First, I did a small list of what I wanted to have in my aggregator, and I knew I would add more features later if I had enough time/motivation:

  • Product Hunt: A must have for me, a good place to find new softwares and websites.
  • GitHub: The GitHub’s explore section is really nice to stay updated with the last popular open-source projects.
  • A way to have global world news, not only tech news because geek life can only get you so far :wink:.

What technologies should I use?

So, in the end, what I had to do was make calls to some APIs, maybe do some scraping, and then find a way to bring this information to me simply (command line tool, website, or e-mails were the first solutions I thought about).

Python seemed like an obvious choice to me, since I knew well this language, it was going to be easy to make calls to an API, to scrap websites, to send e-mails or even to display the information I gathered on a website (I had a good Django background).

Moreover, I enjoyed writing code in Python for some popular reasons such as the ability to write code fast, the light syntax and the huge amount of already existing packages.

Starting to gather

Once (almost) everything was decided, I was able to start gathering data.

Product Hunt

Product Hunt was the first website where I tried to gather data, my goal was to get the links and information for the most popular products each day so that I could easily see if I found any of them interesting, and if I did, access to more details by following the link to the owner’s website.

Product Hunt gives the users access to an API which can be used to make simple read-only requests as long as you have an access_token.
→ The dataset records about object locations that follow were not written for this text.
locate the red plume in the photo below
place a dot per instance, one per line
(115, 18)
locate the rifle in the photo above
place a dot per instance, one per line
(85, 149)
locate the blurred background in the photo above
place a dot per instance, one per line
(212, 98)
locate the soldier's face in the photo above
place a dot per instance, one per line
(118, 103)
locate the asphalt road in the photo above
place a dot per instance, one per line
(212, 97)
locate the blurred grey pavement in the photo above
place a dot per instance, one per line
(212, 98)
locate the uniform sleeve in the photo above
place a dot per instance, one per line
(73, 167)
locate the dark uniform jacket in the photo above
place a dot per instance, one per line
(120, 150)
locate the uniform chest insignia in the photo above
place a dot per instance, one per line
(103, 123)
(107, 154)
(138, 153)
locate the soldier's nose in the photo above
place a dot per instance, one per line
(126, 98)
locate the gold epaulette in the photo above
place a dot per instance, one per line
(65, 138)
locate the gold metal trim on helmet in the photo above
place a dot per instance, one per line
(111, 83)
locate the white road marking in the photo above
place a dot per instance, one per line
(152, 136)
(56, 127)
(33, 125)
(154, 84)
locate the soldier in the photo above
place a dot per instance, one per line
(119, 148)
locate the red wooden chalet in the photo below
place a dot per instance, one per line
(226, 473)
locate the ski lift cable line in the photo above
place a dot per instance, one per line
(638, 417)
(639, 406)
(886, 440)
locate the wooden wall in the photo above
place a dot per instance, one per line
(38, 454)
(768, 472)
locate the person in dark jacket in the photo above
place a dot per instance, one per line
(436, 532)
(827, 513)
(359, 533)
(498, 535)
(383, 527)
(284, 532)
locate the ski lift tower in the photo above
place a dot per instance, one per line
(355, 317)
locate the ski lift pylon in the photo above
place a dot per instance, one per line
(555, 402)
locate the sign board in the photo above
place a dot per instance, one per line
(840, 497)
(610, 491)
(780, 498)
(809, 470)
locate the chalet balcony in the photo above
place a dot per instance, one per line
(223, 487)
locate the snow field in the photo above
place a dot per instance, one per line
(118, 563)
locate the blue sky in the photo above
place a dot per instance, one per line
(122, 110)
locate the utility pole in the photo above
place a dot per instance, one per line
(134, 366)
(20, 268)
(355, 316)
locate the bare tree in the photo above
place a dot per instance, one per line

This token can be obtained by creating an account and going to the API dashboard.

Then, anyone can access the top posts of each day to gather the names, the taglines, the number of votes and the product’s urls.

GitHub

The second website where I liked to find news was GitHub, I really like open-source and learning new technologies, so I felt like going through the most popular repositories daily would be a good way to stay up-to-date.

GitHub also provides an API which does not require authentication to execute read-only requests with a limit of 60 requests per hour. Of course, by being authenticated, you can execute more complex requests and with more requests per hour, but for what I had to do, there was no need to be authenticated.

What I did was requesting the most popular repositories from the last 24 hours and extract basic information about them: the names, the descriptions, the authors and the number of stars.

Global News: The Guardian and Le Figaro

For the news, I first started to use The Guardian, since it has a nice API which can be used by getting an API key by registering there. The API is easy to use and has all the information I needed on the articles.

But the thing with news is that it can only be truly relevant if it’s localized, and since I live in France, I needed to get news from a local newspaper.

So I chose to get news from Le Figaro, which is a French daily morning newspaper. Sadly, Le Figaro does not provide any API, but it has its own rss feed here, and parsing rss feed is really easy with Python using feedparser.

Weather

While I was implementing the API gatherers, I had another idea for improvement. One thing I do every day is checking the weather in the morning, so I chose to add a weather gatherer.

The weather website I decided to use was the popular OpenWeatherMap which is well-known for providing an easy-to-use and free weather API for over 200 000 cities.

This allowed me to get the weather for the next 24 hours with a 3-hour interval which was accurate enough for me.

Displaying the data

Once I had gathered everything I wanted, I had to decide how the results would be brought to me and when.

The when was an easy question, indeed, I designed most of the API calls to get information for today, so I decided that I wanted to get the results daily.

But how was a trickier question…

Command Line Tool

The easiest thing I could do was to simply do command line calls to my Python program and display the formatted output on my computer’s shell every time I wanted to have this information.

This is pretty easy, I simply had to write a few functions to format the data I gathered from the different APIs and have an entry Python file, which once executed would make all the calls, format the output and display them to me.

With a few tricks, I could have made this as a simple shell command I could call from anywhere (like showNews).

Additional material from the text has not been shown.